I have recently started here in Australia my seventh experience in the management of international, multidisciplinary teams in high complexity environment, where productivity is closely related to the amount of involvement, creativity and passion that each team member pours in daily activities. I have been always fighting against the comfort zone and I have experienced and tested for years several different methods to fight the routine in my teams.
One of the methods that I will share with my audience in Sydney is the periodical rotation of the workplaces of the team members. Not for any particular logistic advantage, but just because when moving in a new workplace you break the routine, stimulating a regenerative process (and you get rid of all the useless stuff accumulated for some time). The proximity with different colleagues also shakes the consolidated system of preferential relationships, improves the flow of information, better connecting ideas reducing the always present and dangerous silos.
You can also get many ideas about productivity from neuroscience research.
For instance, let’s think to the research on brain multi-functionality patterns: there is little to do, it is demonstrated the our brain is not a multitasking machine. Every time you move your attention from one topic to another, a lot happens in your brain: several connections that were simultaneously involved in a cognitive work must slow down and switch off, while several others must be activated and ‘warm up’ again.
Each shift requires time and costs you a lot of energy: your main task will take more time and you will feel more tired when done.
When your phone gently vibrates to notify you something, or your screen displays a pop up with the first line of a new e-mail message, your brain gets involved in a severe slowdown of the task that was performing and an unnecessary amount of energy is consumed even when you manage to resist the temptation to read the message. Then it takes some time to restore the same level of attention.
We should therefore make sure that every team member is allowed to focus on a single task without any interruption for at least 25-30 minutes: a pause is then welcome, for instance to check incoming messages, emails, phone calls, to stretch legs and then a new 25-30 minutes session may start, again in complete isolation. This is the so-called ‘pomodoro technique ‘, quite diffused in Europe but probably not so well known here in Australia.

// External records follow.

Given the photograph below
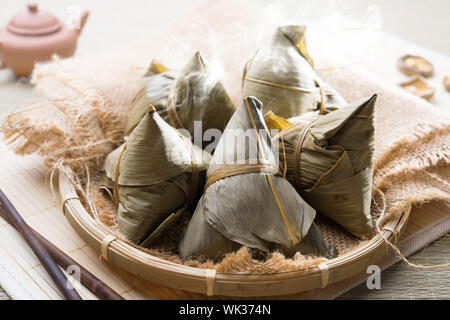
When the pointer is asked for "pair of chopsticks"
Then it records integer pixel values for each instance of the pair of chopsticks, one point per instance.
(50, 256)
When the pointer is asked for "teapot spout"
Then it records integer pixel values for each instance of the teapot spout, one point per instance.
(82, 20)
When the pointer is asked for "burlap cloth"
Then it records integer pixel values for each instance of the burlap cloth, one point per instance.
(82, 117)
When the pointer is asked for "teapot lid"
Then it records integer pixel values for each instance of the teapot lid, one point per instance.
(34, 22)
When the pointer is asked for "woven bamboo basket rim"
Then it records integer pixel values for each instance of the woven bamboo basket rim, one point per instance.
(177, 276)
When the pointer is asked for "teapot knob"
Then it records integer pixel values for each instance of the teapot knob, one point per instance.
(32, 7)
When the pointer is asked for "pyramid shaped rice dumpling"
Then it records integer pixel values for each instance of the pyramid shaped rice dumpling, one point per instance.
(155, 88)
(155, 173)
(193, 95)
(245, 202)
(281, 75)
(199, 96)
(329, 160)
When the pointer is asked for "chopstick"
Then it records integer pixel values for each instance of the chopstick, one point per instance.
(41, 253)
(94, 284)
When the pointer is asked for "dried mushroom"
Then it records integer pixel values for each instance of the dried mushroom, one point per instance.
(415, 65)
(419, 87)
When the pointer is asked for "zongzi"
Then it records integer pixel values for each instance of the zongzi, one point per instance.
(281, 75)
(155, 88)
(194, 99)
(329, 160)
(245, 202)
(154, 174)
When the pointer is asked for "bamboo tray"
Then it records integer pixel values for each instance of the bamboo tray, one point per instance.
(177, 276)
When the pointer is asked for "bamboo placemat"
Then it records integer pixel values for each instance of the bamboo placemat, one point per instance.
(402, 282)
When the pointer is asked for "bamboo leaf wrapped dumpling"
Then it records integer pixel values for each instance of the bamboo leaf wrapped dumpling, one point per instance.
(199, 96)
(329, 161)
(156, 173)
(194, 94)
(281, 75)
(244, 202)
(155, 88)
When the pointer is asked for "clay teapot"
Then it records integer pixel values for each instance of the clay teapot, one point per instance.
(34, 35)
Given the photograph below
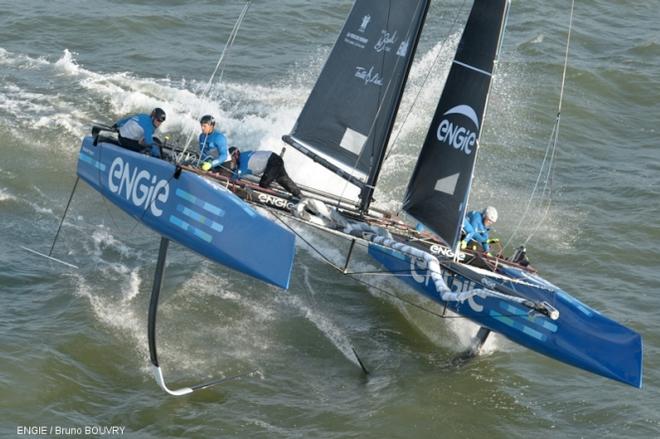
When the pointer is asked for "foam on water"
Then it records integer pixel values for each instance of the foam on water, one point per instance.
(5, 195)
(253, 117)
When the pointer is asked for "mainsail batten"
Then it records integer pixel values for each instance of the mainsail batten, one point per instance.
(438, 191)
(350, 112)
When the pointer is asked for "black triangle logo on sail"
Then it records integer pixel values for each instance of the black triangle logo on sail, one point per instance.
(438, 191)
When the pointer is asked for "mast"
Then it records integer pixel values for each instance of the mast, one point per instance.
(366, 195)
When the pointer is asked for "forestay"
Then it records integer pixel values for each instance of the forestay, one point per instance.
(439, 187)
(348, 117)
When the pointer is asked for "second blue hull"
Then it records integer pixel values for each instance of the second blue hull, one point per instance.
(581, 336)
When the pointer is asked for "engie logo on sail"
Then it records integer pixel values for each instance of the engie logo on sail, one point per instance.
(454, 133)
(139, 187)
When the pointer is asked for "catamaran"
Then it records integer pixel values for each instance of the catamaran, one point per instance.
(345, 126)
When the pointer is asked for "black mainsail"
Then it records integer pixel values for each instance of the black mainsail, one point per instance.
(438, 191)
(347, 120)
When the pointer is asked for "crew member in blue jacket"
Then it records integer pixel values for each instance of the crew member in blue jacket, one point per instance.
(136, 132)
(213, 153)
(476, 227)
(266, 164)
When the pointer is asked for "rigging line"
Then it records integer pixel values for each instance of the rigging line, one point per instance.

Other neurological studies have also shown a clear link between the quality of our intellectual performance and the level of our physical activity. When moving you oxygenates your brain; with just a short physical work out you restore some important chemical reaction in your brain, leading to an improved yield in important neurotransmitters such as dopamine and serotonin.
The studies will continue and new data will be produces, but it is already evident that when we close ourselves in a room sitting for a three-hour meeting, we hardly manage to be brilliant and creative, and we finish with a strong tiredness. If we were allowed to walk, or cycle, or move when discussing of the subject, the increased oxygenation and the reactions of synthesis of neurotransmitters would greatly influence the outcome of the meeting, the creativity of the ideas and the overall quality of our decisions.
Productivity it would greatly benefit: better ideas, in less time with less fatigue!